What kind of egg do you give to a habitual liar? A fiberge egg.

Score: 1

We're still interrogating the egg on the crime he committed... he hasn't talked yet, but don't worry, he'll crack eventually.

Score: 2

Person 1: What came first, the chicken or the egg? Person 2: Heh, I think it was the rooster.

Score: 2

I made my family easter egg hunt easier this year for the kids.
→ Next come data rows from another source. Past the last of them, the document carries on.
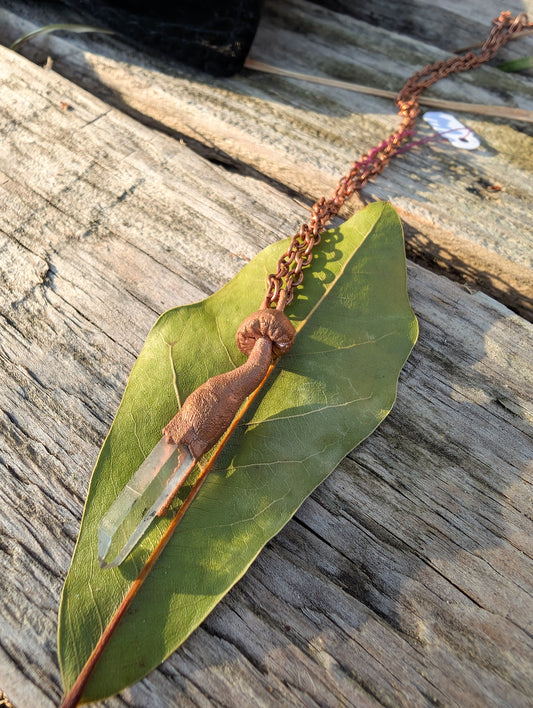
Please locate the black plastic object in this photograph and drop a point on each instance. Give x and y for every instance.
(212, 35)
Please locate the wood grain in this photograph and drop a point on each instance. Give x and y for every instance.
(405, 580)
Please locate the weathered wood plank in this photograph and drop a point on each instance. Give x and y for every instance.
(405, 579)
(304, 136)
(450, 25)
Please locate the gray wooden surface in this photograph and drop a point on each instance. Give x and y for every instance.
(406, 579)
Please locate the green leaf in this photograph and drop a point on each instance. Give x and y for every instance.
(355, 330)
(79, 29)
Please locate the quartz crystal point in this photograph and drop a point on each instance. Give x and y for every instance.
(147, 492)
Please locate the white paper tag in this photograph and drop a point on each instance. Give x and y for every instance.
(453, 130)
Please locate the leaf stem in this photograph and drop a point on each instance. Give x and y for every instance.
(73, 697)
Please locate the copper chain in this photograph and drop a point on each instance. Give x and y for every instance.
(290, 266)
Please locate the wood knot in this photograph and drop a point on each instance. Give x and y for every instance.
(270, 324)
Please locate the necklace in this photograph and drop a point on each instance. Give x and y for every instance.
(268, 333)
(264, 336)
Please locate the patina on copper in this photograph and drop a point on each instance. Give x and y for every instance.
(208, 411)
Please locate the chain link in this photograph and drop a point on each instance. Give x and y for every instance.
(289, 273)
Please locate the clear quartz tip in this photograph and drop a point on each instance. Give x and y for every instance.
(148, 492)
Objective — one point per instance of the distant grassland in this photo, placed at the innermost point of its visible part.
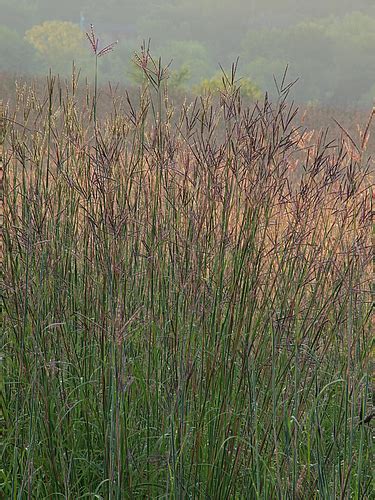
(187, 299)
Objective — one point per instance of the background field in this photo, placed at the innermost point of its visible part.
(187, 291)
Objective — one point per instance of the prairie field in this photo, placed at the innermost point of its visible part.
(187, 296)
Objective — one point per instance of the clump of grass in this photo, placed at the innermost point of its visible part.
(187, 300)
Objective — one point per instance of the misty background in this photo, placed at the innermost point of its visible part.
(328, 44)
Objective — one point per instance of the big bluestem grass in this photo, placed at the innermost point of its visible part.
(187, 300)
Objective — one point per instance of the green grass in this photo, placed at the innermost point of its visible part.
(186, 302)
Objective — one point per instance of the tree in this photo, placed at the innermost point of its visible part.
(57, 44)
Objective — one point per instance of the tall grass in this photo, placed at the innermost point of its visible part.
(187, 300)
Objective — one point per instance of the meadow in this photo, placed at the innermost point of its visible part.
(187, 297)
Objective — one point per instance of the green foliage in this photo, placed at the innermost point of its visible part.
(16, 55)
(57, 44)
(187, 311)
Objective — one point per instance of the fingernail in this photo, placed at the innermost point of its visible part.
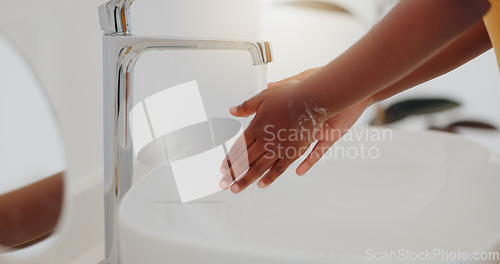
(223, 184)
(261, 184)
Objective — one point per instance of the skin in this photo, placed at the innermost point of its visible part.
(417, 41)
(31, 213)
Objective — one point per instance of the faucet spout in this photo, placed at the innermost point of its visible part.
(121, 52)
(115, 16)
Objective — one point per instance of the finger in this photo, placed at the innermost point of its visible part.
(278, 168)
(318, 151)
(254, 172)
(245, 161)
(242, 143)
(249, 107)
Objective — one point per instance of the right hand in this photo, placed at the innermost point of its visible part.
(332, 130)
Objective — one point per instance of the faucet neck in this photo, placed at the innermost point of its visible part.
(115, 17)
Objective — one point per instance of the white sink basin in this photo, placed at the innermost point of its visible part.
(425, 191)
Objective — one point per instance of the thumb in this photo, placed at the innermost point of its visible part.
(248, 107)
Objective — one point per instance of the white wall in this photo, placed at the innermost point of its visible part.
(62, 40)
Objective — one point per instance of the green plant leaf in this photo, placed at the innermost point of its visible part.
(401, 110)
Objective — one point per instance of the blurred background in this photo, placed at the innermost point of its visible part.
(61, 39)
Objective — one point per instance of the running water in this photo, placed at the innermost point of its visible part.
(263, 76)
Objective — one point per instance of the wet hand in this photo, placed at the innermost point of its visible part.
(283, 129)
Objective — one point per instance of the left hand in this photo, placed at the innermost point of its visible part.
(284, 127)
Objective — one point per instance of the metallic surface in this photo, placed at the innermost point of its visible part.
(121, 50)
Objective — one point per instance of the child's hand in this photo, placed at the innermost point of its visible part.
(282, 130)
(327, 134)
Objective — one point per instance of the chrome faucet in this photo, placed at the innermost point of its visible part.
(121, 50)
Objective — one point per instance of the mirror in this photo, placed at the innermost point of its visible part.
(32, 155)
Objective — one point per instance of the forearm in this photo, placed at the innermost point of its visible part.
(30, 212)
(469, 45)
(406, 38)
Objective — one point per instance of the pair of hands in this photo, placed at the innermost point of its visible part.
(286, 124)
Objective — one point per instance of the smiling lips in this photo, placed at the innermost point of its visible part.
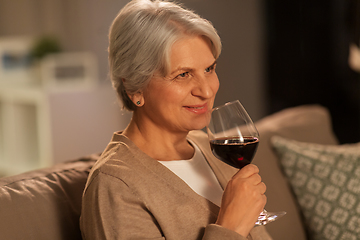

There are 20 eggs in the middle of the street.

Score: 1

A Scotsman awakes one morning to find his wife dead beside him. He shouts downstairs to the cook:
"Only one egg for breakfast this morning, Mary!"

Score: 2

A chicken and an egg were in bed together. The chicken was smoking a cigarette and the egg looked frustrated. I guess that answers that question.

Score: 3

I’ve always wondered why French people seemed so skinny But then I realized an egg is *un oeuf*

Score: 1

Dumb Joke I Made When I Was 11 An egg came up to you and said: "Hi my name is Mr. Whites but you could just call me Egg". Then you said: "Hi Egg nice to beat you!". Then Egg started cracking up because the yolk was so funny.

Then he cooked meth.

Score: 1

Did you hear about the guy who painted Easter eggs? He did a good job. Not egg-cellent but good.

Score: 1

I had trouble making an egg this morning I messed up the whole flipping thing.

Score: 1

What moment is Batman History was the worst for Batman? Christmas.

He lays an egg, smells bad, and Joker gets away.

Also his parents are dead.

Score: 2

Went out last night dressed as a Chicken and got with a girl dressed as an Egg. A lifelong question had been answered. It was the Chicken

Score: 2

Why couldnt the egg make it through boot camp? Cuz he cracks under pressure.